Trisha E. O'Hehir, RDH, BS
Editorial Director,
Hygienetown Magazine
Every day in dental practices around the world,
dentists and hygienists work together to diagnose
and plan effective treatment for their
patients. To bolster this natural collaboration,
feature stories, content from the message
boards of Hygienetown.com and Perio Reports
research summaries are presented in every
issue of Dentaltown Magazine. The goal of this
section is to present topics that will create discussions
between dentists and hygienists to ultimately
improve dental hygiene outcomes. |
On August 31, 2009, a discussion on the Dentaltown.com message boards
which also jumped over to Hygienetown.com, alerted Townies to new premedication
changes for patients with total joint replacements. These new regulations
were announced in an “Information Statement” by the American Academy of
Orthopedic Surgeons (AAOS) February 2009, with little to no fanfare, which in
turn went mostly unnoticed by clinicians. The change is significant and will change
practice policy, especially if you ever find yourself in court being sued by a patient
who suffered from an infection in his or her artificial joint within weeks or months
of a visit to your dental practice.
Here’s what was printed in the AAOS information statement: “Given the
potential adverse outcomes and cost of treating an infected joint replacement,
the AAOS recommends that clinicians consider antibiotic prophylaxis for all
total joint replacement patients prior to any invasive procedure that may cause
bacteremia. This is particularly important for those patients with one or more
of the following risk factors.” The list of potential risk factors followed with this
topping the list: “All patients with prosthetic joint replacement.”

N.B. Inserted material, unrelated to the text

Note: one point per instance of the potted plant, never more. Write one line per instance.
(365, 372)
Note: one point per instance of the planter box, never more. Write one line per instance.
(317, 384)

This replaces the previous standard of premedication for the first two years following
a joint replacement and none thereafter. Now, these patients need premedication
before all dental procedures that might elicit bacteremia, as that’s the general
definition of “invasive.” That means telling all those patients that now they need premedication!
As Townie “temple27” put it, “I just hope I don’t have any patients with
joint replacements on my schedule today that I told didn’t need to take antibiotics.”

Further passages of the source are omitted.